See the code for details:

#include <bits/stdc++.h>using namespace Std;typedef long long ll;const int INF = 100000000;const int maxn = 3*1000+5;    int n,m,u,v,c,t,p[maxn],a[maxn],inq[maxn],d[maxn];struct Edge {int from, to, cap, flow, cost; Edge (int u,int v,int c,int f,int W): From (U), to (v), Cap (c), Flow (f), Cost (W) {}};vector<edge> Edges;vector<int    > G[maxn];void init () {for (int i=0;i<maxn;i++) g[i].clear (); Edges.clear ();}    void Addedge (int from, int to, int cap, int. cost) {Edges.push_back (Edge (from,to,cap,0,cost));    Edges.push_back (Edge (to,from,0,0,-cost));    t = edges.size ();    G[from].push_back (t-2); G[to].push_back (t-1);}    BOOL Bellmanford (int s,int t,int& flow, ll& cost) {for (int i=0;i<maxn;i++) d[i] = INF;    memset (inq,0,sizeof (INQ)); D[s] = 0; Inq[s] = 1; P[s] = 0;    A[s] = INF;    Queue<int> Q;    Q.push (s); while (! Q.empty ()) {int u = q.front ();        Q.pop ();        Inq[u] = 0; for (int i = 0; i < g[u].size (); i++) {Edge& e = edges[g[u][i]];                if (E.cap > E.flow && d[e.to] > D[u] + e.cost) {d[e.to] = D[u] + e.cost;                P[e.to] = G[u][i];                A[e.to] = min (a[u],e.cap-e.flow);            if (!inq[e.to]) {Q.push (e.to); inq[e.to] = 1;}    }}} if (d[t] = = INF) return false;    Flow + = A[t];    Cost + = (LL) d[t] * (LL) a[t];        for (int u = t; u! = s; u = edges[p[u]].from) {Edges[p[u]].flow + = a[t];    Edges[p[u]^1].flow-= a[t]; } return true;    int mincostmaxflow (int s,int t, ll& cost) {int flow = 0; cost = 0;    while (Bellmanford (s,t,flow,cost)); return flow;}        int main () {while (~scanf ("%d%d", &n,&m) &&n) {init ();   for (int i=2;i<=n-1;i++) {Addedge (i,i+n,1,0);            The Split Method} for (int i=1;i<=m;i++) {scanf ("%d%d%d", &u,&v,&c);//The True node is connected by false nodes.            if (u! = 1 && u! = N) addedge (u+n,v,1,c); ElseAddedge (U,V,1,C);        } ll ans;        Addedge (0,1,2,0);        Addedge (n,2*n+1,2,0);        Mincostmaxflow (0,2*n+1,ans); printf ("%lld\n", ans);//i64d PE} return 0 on UVA;}


Copyright NOTICE: This article for Bo Master original article, without Bo Master permission not reproduced.

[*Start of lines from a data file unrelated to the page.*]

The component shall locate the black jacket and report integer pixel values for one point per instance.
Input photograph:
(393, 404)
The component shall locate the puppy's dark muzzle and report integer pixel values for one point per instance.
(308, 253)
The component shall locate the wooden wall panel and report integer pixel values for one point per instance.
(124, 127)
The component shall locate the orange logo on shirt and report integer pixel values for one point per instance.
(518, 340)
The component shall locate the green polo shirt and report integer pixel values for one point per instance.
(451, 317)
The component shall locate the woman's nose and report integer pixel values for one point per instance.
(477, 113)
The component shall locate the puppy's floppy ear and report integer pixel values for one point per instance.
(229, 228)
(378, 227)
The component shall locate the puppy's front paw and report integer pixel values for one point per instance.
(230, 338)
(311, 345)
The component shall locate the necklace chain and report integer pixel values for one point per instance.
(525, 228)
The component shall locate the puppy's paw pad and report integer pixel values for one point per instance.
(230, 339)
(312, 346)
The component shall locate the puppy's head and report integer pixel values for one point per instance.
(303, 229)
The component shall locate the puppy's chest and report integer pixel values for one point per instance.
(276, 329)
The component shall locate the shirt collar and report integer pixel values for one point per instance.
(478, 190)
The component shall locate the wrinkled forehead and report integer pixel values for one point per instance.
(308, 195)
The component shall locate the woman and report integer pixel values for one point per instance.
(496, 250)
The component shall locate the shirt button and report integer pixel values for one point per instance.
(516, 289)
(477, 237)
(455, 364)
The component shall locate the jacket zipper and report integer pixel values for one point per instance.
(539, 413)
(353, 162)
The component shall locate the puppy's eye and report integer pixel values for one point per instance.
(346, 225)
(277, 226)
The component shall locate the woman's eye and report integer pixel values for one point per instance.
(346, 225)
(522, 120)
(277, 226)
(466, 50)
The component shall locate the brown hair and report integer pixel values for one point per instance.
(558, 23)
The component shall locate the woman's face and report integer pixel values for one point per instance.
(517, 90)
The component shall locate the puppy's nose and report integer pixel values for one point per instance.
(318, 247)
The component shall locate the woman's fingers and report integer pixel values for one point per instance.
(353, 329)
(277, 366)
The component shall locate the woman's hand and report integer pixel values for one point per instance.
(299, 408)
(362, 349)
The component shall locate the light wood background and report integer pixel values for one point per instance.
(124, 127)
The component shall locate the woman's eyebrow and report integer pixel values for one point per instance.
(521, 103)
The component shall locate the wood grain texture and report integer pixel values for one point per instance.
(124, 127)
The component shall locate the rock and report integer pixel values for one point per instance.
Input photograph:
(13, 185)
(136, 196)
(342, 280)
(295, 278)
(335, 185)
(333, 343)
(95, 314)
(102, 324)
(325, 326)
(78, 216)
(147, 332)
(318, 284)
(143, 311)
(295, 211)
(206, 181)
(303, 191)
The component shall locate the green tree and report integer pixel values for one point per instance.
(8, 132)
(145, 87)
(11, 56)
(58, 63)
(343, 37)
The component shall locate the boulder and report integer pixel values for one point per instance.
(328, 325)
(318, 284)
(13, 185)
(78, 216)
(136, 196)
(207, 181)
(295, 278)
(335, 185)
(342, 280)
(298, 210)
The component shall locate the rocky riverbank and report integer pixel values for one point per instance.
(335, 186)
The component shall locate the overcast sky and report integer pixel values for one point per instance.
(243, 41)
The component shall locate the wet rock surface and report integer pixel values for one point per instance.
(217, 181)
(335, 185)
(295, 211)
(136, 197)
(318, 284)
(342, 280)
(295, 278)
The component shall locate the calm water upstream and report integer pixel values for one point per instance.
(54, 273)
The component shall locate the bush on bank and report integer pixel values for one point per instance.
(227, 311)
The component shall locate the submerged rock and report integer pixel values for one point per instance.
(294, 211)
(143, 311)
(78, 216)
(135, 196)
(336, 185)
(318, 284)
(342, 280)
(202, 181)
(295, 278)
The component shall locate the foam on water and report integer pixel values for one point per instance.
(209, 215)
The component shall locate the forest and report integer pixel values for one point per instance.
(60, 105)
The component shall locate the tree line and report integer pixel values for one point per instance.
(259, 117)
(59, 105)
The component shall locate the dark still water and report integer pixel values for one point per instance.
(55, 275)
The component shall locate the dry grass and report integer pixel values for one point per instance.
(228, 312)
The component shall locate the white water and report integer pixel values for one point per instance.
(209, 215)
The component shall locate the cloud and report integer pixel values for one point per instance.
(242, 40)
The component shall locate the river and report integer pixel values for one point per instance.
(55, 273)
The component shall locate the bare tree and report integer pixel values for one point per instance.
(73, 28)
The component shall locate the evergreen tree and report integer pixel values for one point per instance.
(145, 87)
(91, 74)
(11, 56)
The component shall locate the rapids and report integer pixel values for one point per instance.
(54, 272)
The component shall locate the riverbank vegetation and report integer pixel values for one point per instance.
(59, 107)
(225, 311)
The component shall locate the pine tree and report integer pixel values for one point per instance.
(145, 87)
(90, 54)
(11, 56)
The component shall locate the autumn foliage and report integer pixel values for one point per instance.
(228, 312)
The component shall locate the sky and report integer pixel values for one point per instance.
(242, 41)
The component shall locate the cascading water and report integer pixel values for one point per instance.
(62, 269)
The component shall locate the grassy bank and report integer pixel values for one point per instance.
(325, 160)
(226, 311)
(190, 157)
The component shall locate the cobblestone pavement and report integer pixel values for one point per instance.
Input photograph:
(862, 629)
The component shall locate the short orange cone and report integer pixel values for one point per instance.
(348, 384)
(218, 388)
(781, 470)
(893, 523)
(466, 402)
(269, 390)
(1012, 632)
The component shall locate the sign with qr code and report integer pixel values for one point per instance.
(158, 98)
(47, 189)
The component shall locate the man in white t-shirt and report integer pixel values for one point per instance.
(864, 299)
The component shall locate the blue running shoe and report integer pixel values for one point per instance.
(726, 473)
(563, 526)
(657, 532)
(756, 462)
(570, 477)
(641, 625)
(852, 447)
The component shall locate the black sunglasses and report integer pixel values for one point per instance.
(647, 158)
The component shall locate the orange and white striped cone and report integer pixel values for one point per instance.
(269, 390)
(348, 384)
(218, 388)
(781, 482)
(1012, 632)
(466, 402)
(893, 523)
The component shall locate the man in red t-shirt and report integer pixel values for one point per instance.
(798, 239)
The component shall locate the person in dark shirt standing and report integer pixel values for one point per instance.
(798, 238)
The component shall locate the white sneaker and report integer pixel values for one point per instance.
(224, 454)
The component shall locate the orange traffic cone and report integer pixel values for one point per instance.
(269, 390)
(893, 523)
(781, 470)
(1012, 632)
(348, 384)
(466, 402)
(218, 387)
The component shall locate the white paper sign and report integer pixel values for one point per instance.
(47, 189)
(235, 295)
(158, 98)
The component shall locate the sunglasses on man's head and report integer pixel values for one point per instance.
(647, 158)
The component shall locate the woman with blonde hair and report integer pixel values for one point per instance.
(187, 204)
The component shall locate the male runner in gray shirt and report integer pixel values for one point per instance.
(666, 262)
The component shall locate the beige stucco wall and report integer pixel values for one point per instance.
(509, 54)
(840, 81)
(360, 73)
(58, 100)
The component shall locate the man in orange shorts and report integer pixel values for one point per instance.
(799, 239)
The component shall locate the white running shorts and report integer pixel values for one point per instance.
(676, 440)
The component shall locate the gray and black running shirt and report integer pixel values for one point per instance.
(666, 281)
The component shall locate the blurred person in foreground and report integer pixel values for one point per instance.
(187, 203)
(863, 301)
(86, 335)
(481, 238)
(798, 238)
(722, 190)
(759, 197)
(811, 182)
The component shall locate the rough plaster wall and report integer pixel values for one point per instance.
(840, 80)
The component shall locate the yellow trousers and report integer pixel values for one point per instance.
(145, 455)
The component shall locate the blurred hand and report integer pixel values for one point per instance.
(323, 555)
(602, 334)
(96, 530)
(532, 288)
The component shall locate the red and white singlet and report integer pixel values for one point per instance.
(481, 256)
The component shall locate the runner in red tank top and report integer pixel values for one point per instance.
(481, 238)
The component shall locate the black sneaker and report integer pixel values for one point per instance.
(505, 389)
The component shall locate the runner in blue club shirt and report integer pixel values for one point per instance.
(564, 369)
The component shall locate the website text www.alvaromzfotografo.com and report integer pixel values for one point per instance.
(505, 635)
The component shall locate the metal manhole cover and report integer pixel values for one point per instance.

1658-admiral (split + minimum charge flow)

Contact Us

The content source of this page is from Internet, which doesn't represent Alibaba Cloud's opinion; products and services mentioned on that page don't have any relationship with Alibaba Cloud. If the content of the page makes you feel confusing, please write us an email, we will handle the problem within 5 days after receiving your email.

If you find any instances of plagiarism from the community, please send an email to: info-contact@alibabacloud.com and provide relevant evidence. A staff member will contact you within 5 working days.

A Free Trial That Lets You Build Big!

Start building with 50+ products and up to 12 months usage for Elastic Compute Service

  • Sales Support

    1 on 1 presale consultation

  • After-Sales Support

    24/7 Technical Support 6 Free Tickets per Quarter Faster Response

  • Alibaba Cloud offers highly flexible support services tailored to meet your exact needs.